Clearly, imperialism’s rape and control of Puerto Rico is the cause of the massive unemployment on the island. Washington’s attempts to “solve” the problems with sterilization and forced migration create more hardship for the Puerto Rican women and the Puerto Rican people as a whole. The irrationality of capitalism and its placing of profits above everything is seen in that, alongside the plan to reduce the “surplus” working population, the construction of the capital-intensive superport will only throw even more workers out of their jobs as many industries will be destroyed by the superport.
But where there is oppression, there is resistance. Due to the character of colonial oppression in Puerto Rico, and national minority oppression in the U.S. as part of the U.S. working class, Puerto Rican women are to be found on almost every front. For almost everywhere they turn, from communities, workplace, schools, hospitals, welfare offices, they face the most intense national oppression and superexploitation.
In their communities, Puerto Rican women have been active against police repression, which has wounded and killed many of their sons and daughters, and for elementary necessities such as street lights, more frequent garbage collection and tenants’ rights. These necessities often denied to the Puerto Rican communities in the same measure that they are given in most white communities, have often brought on mobilization and protest by the entire community–in Newark, East Harlem, Hartford, Boston, Chicago, Springfield, Mass., and others. The September 1974 uprising in Newark was a typical example. A police attack on a community park led to several days of rebellion by the Puerto Rican community.
At the workplace, the struggles of the Puerto Rican women are gathering momentum. They form a large part of the hospital workers union on the East Coast (Local 1199) which went on a militant strike in the spring of 1974. In heavy industry, while they are a small minority, they have also fought alongside Black and white workers such as at the Standard Motors strike in the fall of 1974 in New York, where the United Auto Workers misleadership was forced to recognize the strike.
Education has been one of the most outstanding areas where Puerto Rican women have struggled. Their battles for daycare have stretched from New York City to many other cities on the East Coast particularly in 1969-72 when President Nixon was continually coming up with new plans to cut back what few centers there were.
Struggles led by Puerto Ricans in New York City’s Lower East Side for community control and bilingual education have been going on for several years, involving mass marches of up to 1,000 people and boycotts of the entire school district or of particular schools that have been up to 98 percent effective. Their struggle in New York’s Lower East Side has pitted them against Albert Shanker, the racist head of the American Federation of Teachers, who brings the weight and support of the most reactionary sectors of the labor aristocracy in his attempts to crush what small gains the parents have won for their children. Puerto Rican students make up 78 percent of the school population in the Lower East Side.

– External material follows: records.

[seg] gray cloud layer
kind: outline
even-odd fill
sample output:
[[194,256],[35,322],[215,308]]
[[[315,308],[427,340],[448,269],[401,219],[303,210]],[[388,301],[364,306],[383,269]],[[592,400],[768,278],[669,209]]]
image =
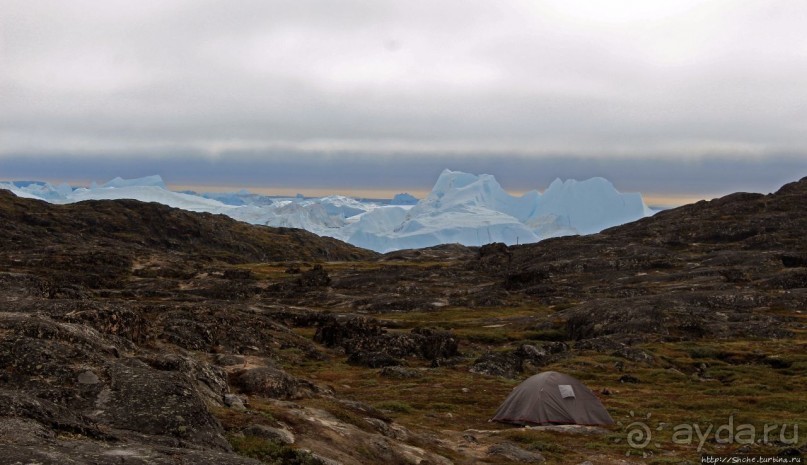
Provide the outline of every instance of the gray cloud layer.
[[[807,159],[800,1],[0,0],[0,11],[4,169],[70,154],[119,170],[151,160],[149,173],[185,163],[203,178],[209,160],[232,163],[222,176],[251,160],[287,167],[286,179],[321,173],[309,182],[322,185],[349,162],[345,176],[452,160],[538,177],[639,166],[675,191],[779,180],[766,173],[804,173]],[[732,174],[742,167],[753,171]]]

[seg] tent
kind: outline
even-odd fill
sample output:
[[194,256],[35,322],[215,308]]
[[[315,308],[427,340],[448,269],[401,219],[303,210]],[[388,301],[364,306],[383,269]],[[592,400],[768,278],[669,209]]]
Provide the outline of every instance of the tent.
[[589,388],[557,371],[539,373],[516,386],[491,421],[517,425],[614,423]]

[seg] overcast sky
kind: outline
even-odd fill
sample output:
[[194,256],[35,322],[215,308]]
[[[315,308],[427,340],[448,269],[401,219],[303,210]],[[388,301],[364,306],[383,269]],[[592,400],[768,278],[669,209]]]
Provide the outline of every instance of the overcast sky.
[[0,0],[0,178],[768,191],[807,2]]

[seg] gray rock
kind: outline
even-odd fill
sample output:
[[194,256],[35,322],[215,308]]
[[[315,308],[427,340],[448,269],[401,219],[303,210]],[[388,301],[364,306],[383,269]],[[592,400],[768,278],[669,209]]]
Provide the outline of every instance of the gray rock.
[[246,410],[244,401],[236,394],[224,394],[224,405],[235,410]]
[[420,378],[423,376],[418,370],[413,370],[412,368],[405,368],[399,366],[384,367],[381,369],[379,374],[385,378],[397,378],[397,379]]
[[524,450],[515,444],[502,442],[488,448],[488,455],[498,455],[516,463],[541,463],[546,459],[538,452]]
[[235,382],[246,394],[257,394],[274,399],[299,399],[317,392],[316,386],[285,371],[261,367],[239,373]]
[[78,382],[80,384],[98,384],[99,382],[101,382],[101,380],[98,379],[98,375],[96,375],[90,370],[87,370],[79,373]]

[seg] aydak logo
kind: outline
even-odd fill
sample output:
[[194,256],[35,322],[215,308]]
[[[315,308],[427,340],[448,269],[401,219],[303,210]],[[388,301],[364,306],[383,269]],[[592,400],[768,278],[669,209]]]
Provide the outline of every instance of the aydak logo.
[[[703,451],[707,442],[716,444],[780,444],[795,445],[799,442],[799,425],[765,423],[754,425],[751,423],[739,423],[735,421],[734,415],[729,416],[723,423],[679,423],[670,425],[659,421],[653,421],[652,414],[644,416],[636,415],[632,410],[628,421],[617,422],[622,427],[624,436],[616,438],[615,442],[623,439],[629,447],[625,455],[641,455],[647,458],[654,454],[654,451],[662,449],[658,440],[654,441],[654,435],[662,430],[668,429],[671,434],[670,442],[675,445],[696,446],[698,452]],[[652,445],[652,447],[651,447]]]
[[[626,456],[635,454],[641,455],[642,458],[647,458],[653,455],[653,451],[648,449],[651,443],[656,449],[661,449],[661,444],[652,442],[653,429],[650,426],[652,416],[651,413],[648,413],[640,417],[631,410],[627,422],[617,422],[617,425],[622,427],[622,431],[625,433],[624,439],[629,447],[628,450],[625,451]],[[655,426],[656,431],[660,431],[662,428],[664,428],[662,423],[658,423]],[[622,439],[622,437],[618,437],[615,442],[621,442]]]

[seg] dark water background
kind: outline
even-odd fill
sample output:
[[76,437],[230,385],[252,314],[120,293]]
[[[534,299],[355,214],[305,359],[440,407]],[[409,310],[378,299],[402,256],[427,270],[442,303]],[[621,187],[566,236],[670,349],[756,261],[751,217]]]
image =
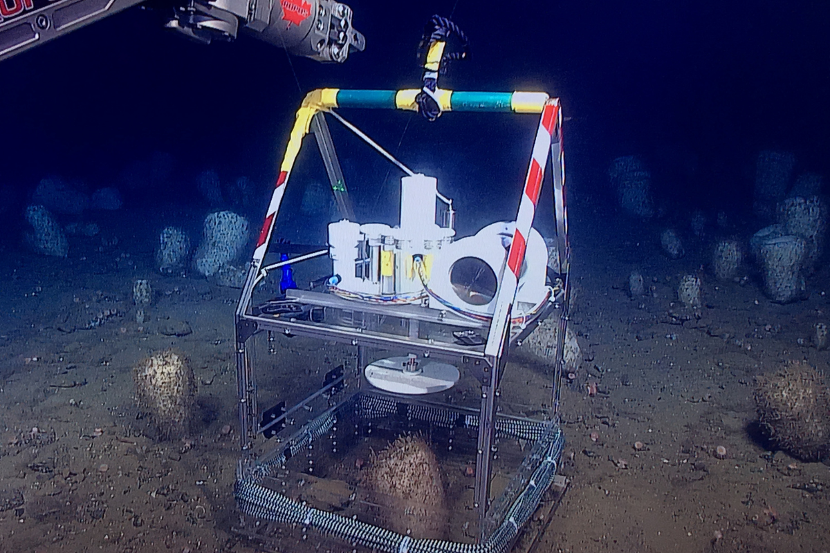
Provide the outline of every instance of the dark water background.
[[[473,48],[442,86],[562,97],[572,118],[566,147],[578,201],[613,201],[608,162],[631,153],[647,159],[658,197],[687,210],[746,209],[761,148],[795,153],[797,172],[828,173],[830,4],[349,3],[368,46],[342,65],[290,61],[247,36],[191,43],[163,29],[159,12],[137,7],[0,63],[0,184],[7,196],[15,191],[5,200],[15,209],[6,212],[20,213],[45,175],[81,178],[92,190],[111,186],[125,166],[154,152],[173,157],[173,186],[122,191],[133,205],[202,201],[193,177],[207,167],[267,187],[305,91],[417,85],[414,52],[432,13],[452,14]],[[423,140],[438,144],[434,152],[450,124],[463,132],[465,123],[445,123],[447,117],[431,126],[398,114],[374,136],[390,148],[401,142],[402,153],[422,152],[409,158],[417,168],[429,171],[432,163],[451,180],[474,177],[484,198],[505,186],[488,178],[499,167],[520,178],[529,138],[510,134],[505,121],[485,130],[493,140],[482,146],[484,156],[471,151],[482,173],[471,176],[460,163],[422,153],[429,151]],[[379,190],[380,183],[352,185],[361,187]]]

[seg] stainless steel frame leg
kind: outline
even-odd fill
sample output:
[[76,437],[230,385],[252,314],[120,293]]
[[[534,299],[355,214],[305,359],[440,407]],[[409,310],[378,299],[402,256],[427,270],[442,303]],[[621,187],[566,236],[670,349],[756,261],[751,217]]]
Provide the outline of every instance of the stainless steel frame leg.
[[478,448],[476,455],[476,489],[473,507],[478,510],[480,539],[484,536],[484,517],[490,507],[490,476],[492,473],[492,449],[496,439],[496,390],[498,388],[499,360],[491,366],[485,366],[485,375],[489,376],[481,386],[481,409],[479,414]]
[[[249,338],[250,339],[250,337]],[[239,445],[250,450],[256,439],[256,392],[247,339],[237,331],[237,391],[239,397]]]

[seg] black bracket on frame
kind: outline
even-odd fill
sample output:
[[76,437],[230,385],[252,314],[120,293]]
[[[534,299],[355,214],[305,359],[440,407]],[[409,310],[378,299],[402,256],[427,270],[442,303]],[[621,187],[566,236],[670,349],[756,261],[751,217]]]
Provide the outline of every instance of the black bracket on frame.
[[237,342],[245,343],[248,338],[256,333],[257,330],[259,330],[259,325],[256,324],[256,321],[249,321],[245,318],[237,319]]

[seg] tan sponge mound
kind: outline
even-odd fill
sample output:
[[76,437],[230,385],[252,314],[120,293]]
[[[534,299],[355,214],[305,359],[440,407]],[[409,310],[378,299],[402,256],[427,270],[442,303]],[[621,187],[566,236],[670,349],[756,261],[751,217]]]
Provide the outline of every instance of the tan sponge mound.
[[[418,435],[400,436],[372,459],[362,483],[392,507],[390,530],[413,537],[443,537],[446,517],[441,467],[429,444]],[[445,520],[442,520],[445,519]]]
[[830,393],[820,372],[793,362],[759,376],[755,402],[776,446],[803,461],[830,454]]
[[168,349],[133,370],[139,408],[147,413],[160,439],[183,438],[193,419],[196,376],[181,352]]

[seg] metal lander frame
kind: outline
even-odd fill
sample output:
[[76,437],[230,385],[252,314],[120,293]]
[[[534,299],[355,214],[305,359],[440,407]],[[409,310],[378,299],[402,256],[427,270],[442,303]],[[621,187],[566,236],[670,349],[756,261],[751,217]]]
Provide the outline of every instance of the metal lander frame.
[[[266,255],[271,245],[276,216],[289,177],[300,153],[303,138],[313,133],[330,181],[341,216],[354,219],[346,193],[344,179],[324,114],[335,117],[390,161],[408,171],[374,144],[371,139],[337,114],[336,109],[417,110],[415,97],[418,90],[346,90],[322,89],[309,93],[297,111],[271,195],[268,211],[256,242],[247,280],[237,307],[236,358],[237,368],[239,418],[241,422],[240,462],[235,495],[240,509],[249,522],[271,521],[314,528],[334,536],[353,546],[373,551],[507,551],[515,542],[522,526],[530,517],[556,477],[564,438],[559,429],[559,405],[565,327],[569,302],[569,246],[564,197],[564,158],[562,145],[562,113],[559,99],[544,93],[457,92],[438,89],[442,111],[506,112],[536,114],[536,131],[524,192],[515,223],[515,233],[501,262],[495,296],[492,318],[475,320],[451,309],[435,309],[413,303],[386,304],[364,302],[325,292],[291,289],[286,300],[297,307],[294,311],[269,314],[253,304],[255,287],[268,270],[287,263],[296,264],[329,253],[314,252],[267,265]],[[548,271],[549,282],[556,285],[544,305],[531,316],[515,318],[517,286],[530,235],[545,167],[551,159],[553,216],[557,230],[552,247],[559,262],[555,274]],[[410,172],[411,174],[411,172]],[[439,195],[440,197],[440,195]],[[449,211],[452,215],[452,206]],[[452,226],[452,221],[450,222]],[[533,231],[535,232],[535,231]],[[278,246],[275,246],[277,248]],[[367,278],[377,278],[367,274]],[[318,313],[330,311],[352,314],[350,321],[331,321],[325,316],[300,317],[303,309]],[[553,371],[551,409],[543,421],[503,416],[498,413],[499,387],[505,369],[508,351],[520,345],[545,318],[558,313],[555,365]],[[403,332],[388,332],[383,325],[371,324],[379,318],[398,323]],[[334,341],[354,348],[356,371],[333,371],[326,375],[319,390],[294,406],[263,410],[258,406],[256,371],[249,352],[249,340],[266,332],[269,339],[276,334],[305,336]],[[462,410],[421,401],[419,398],[384,394],[373,390],[363,376],[370,349],[417,352],[425,359],[447,360],[456,363],[461,371],[471,371],[481,384],[477,410]],[[285,421],[311,401],[323,400],[328,409],[304,424],[290,438],[276,440],[273,449],[256,456],[255,444],[261,444],[260,434],[270,438],[285,426]],[[367,407],[367,405],[369,407]],[[262,486],[263,478],[279,469],[287,459],[308,447],[315,439],[330,431],[344,409],[376,410],[369,416],[393,416],[402,412],[409,417],[426,416],[450,425],[466,424],[476,432],[474,507],[479,527],[476,544],[438,540],[418,540],[371,524],[299,504],[273,489]],[[373,407],[374,406],[374,407]],[[261,417],[261,421],[260,418]],[[495,437],[511,432],[534,444],[522,467],[501,497],[491,497],[491,478]],[[559,477],[561,478],[561,477]]]

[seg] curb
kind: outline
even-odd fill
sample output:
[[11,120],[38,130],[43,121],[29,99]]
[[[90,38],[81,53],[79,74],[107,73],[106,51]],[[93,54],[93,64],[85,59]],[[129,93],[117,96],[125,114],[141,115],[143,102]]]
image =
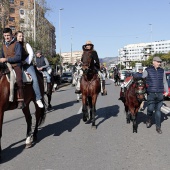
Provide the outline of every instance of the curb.
[[58,85],[56,88],[59,89],[59,88],[61,88],[61,87],[68,86],[68,85],[70,85],[70,84],[71,84],[71,83],[60,84],[60,85]]

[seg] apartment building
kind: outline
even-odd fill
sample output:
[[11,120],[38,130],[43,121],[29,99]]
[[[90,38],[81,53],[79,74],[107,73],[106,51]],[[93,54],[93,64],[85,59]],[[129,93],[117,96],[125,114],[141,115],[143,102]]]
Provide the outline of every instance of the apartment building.
[[73,51],[72,54],[71,52],[63,52],[61,53],[62,62],[74,65],[77,60],[81,60],[82,54],[83,51]]
[[130,63],[132,61],[145,61],[150,55],[168,52],[170,52],[170,40],[129,44],[118,50],[119,63],[127,69],[131,69]]
[[55,27],[45,18],[44,9],[39,4],[35,4],[35,9],[34,13],[34,0],[7,0],[3,4],[0,1],[1,27],[10,27],[13,33],[21,30],[26,39],[45,41],[48,53],[54,55]]

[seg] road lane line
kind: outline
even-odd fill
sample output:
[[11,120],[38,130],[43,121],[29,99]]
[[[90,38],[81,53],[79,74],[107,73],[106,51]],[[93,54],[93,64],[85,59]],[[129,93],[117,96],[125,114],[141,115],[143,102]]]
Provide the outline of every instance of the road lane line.
[[77,112],[77,114],[81,114],[82,113],[82,106],[80,107],[79,111]]

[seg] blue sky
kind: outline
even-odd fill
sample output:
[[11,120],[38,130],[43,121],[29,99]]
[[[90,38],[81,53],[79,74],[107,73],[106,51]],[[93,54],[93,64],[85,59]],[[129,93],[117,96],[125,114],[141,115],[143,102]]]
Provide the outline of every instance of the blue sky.
[[91,40],[99,58],[116,57],[127,44],[170,39],[170,0],[47,0],[47,6],[57,53],[60,8],[62,52],[71,51],[71,35],[73,51]]

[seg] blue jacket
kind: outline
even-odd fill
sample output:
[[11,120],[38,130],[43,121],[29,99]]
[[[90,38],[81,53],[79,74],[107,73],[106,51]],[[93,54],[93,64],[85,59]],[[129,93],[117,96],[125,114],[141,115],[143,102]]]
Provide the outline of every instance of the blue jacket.
[[137,72],[133,75],[133,77],[134,78],[142,78],[142,73]]
[[148,76],[146,82],[148,84],[147,91],[149,93],[163,93],[164,92],[164,70],[162,68],[155,69],[153,66],[146,68]]

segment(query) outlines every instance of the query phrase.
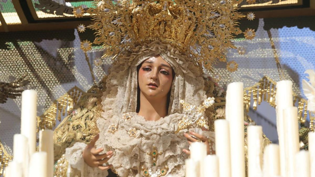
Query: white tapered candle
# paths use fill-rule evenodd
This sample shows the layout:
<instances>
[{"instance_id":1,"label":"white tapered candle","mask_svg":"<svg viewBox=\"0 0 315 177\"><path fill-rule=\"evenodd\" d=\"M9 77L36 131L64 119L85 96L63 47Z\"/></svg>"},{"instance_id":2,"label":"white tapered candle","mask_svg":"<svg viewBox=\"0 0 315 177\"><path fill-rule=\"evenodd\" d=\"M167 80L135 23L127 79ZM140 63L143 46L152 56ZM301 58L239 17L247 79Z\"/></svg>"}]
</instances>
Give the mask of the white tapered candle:
<instances>
[{"instance_id":1,"label":"white tapered candle","mask_svg":"<svg viewBox=\"0 0 315 177\"><path fill-rule=\"evenodd\" d=\"M203 160L204 166L203 176L207 177L219 177L219 159L215 155L208 155Z\"/></svg>"},{"instance_id":2,"label":"white tapered candle","mask_svg":"<svg viewBox=\"0 0 315 177\"><path fill-rule=\"evenodd\" d=\"M280 160L279 145L270 144L265 148L264 153L264 177L280 175Z\"/></svg>"},{"instance_id":3,"label":"white tapered candle","mask_svg":"<svg viewBox=\"0 0 315 177\"><path fill-rule=\"evenodd\" d=\"M27 138L30 156L36 150L37 92L26 90L22 93L21 134Z\"/></svg>"},{"instance_id":4,"label":"white tapered candle","mask_svg":"<svg viewBox=\"0 0 315 177\"><path fill-rule=\"evenodd\" d=\"M47 176L54 176L53 132L51 130L39 131L39 151L47 153Z\"/></svg>"},{"instance_id":5,"label":"white tapered candle","mask_svg":"<svg viewBox=\"0 0 315 177\"><path fill-rule=\"evenodd\" d=\"M308 151L302 150L298 152L295 156L293 162L295 177L310 177L310 157Z\"/></svg>"},{"instance_id":6,"label":"white tapered candle","mask_svg":"<svg viewBox=\"0 0 315 177\"><path fill-rule=\"evenodd\" d=\"M288 162L286 160L287 151L285 144L285 136L284 133L283 110L288 107L293 106L293 94L292 89L292 82L289 80L279 81L277 84L277 92L276 94L276 111L277 113L277 127L279 139L280 148L280 169L281 175L287 176L286 174L288 166Z\"/></svg>"},{"instance_id":7,"label":"white tapered candle","mask_svg":"<svg viewBox=\"0 0 315 177\"><path fill-rule=\"evenodd\" d=\"M294 177L294 159L295 154L300 151L299 125L297 108L288 107L283 110L284 146L286 147L286 162L287 166L287 177Z\"/></svg>"},{"instance_id":8,"label":"white tapered candle","mask_svg":"<svg viewBox=\"0 0 315 177\"><path fill-rule=\"evenodd\" d=\"M47 153L38 152L31 157L28 170L29 177L47 177Z\"/></svg>"},{"instance_id":9,"label":"white tapered candle","mask_svg":"<svg viewBox=\"0 0 315 177\"><path fill-rule=\"evenodd\" d=\"M28 143L27 139L20 134L16 134L13 137L13 160L21 164L23 174L26 176L28 174Z\"/></svg>"},{"instance_id":10,"label":"white tapered candle","mask_svg":"<svg viewBox=\"0 0 315 177\"><path fill-rule=\"evenodd\" d=\"M22 177L22 164L14 160L9 162L5 168L5 177Z\"/></svg>"},{"instance_id":11,"label":"white tapered candle","mask_svg":"<svg viewBox=\"0 0 315 177\"><path fill-rule=\"evenodd\" d=\"M308 152L311 177L315 177L315 132L308 132Z\"/></svg>"},{"instance_id":12,"label":"white tapered candle","mask_svg":"<svg viewBox=\"0 0 315 177\"><path fill-rule=\"evenodd\" d=\"M255 177L262 173L262 127L250 125L247 127L248 176Z\"/></svg>"},{"instance_id":13,"label":"white tapered candle","mask_svg":"<svg viewBox=\"0 0 315 177\"><path fill-rule=\"evenodd\" d=\"M229 122L225 119L215 121L215 154L219 160L220 177L231 176L231 151Z\"/></svg>"},{"instance_id":14,"label":"white tapered candle","mask_svg":"<svg viewBox=\"0 0 315 177\"><path fill-rule=\"evenodd\" d=\"M190 146L190 158L196 166L198 176L203 177L202 172L204 168L203 159L207 156L207 146L201 142L193 143Z\"/></svg>"},{"instance_id":15,"label":"white tapered candle","mask_svg":"<svg viewBox=\"0 0 315 177\"><path fill-rule=\"evenodd\" d=\"M230 150L232 177L245 176L243 97L243 83L228 85L225 112L230 125L230 143L233 146Z\"/></svg>"},{"instance_id":16,"label":"white tapered candle","mask_svg":"<svg viewBox=\"0 0 315 177\"><path fill-rule=\"evenodd\" d=\"M192 159L185 160L185 177L199 177L197 175L196 163Z\"/></svg>"}]
</instances>

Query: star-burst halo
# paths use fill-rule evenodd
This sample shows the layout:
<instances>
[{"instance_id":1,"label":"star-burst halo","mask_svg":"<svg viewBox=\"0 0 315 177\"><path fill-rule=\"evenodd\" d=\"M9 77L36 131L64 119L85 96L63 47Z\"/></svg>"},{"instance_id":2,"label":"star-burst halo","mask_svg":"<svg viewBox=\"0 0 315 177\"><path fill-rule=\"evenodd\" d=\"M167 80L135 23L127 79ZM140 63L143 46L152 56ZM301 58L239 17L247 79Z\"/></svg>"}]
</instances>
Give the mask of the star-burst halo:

Puerto Rican women, like Black and other Third World women, are part of the core of the anti-imperialist united front in this country. They serve as a bridge between the struggles of the working class as a whole, the women’s movement, and the movement of the oppressed nationalities. The demand for democratic rights for the Puerto Rican people here, and the demand for independence of their country must also be linked to demands to end the special oppression of Puerto Rican women.
The uniting of the working class in the U.S. with the oppressed people of Puerto Rico and especially with the Puerto Rican women, will provide a powerful army of fighters against the system of imperialism which is the cause of the problems which the people of the whole world face today.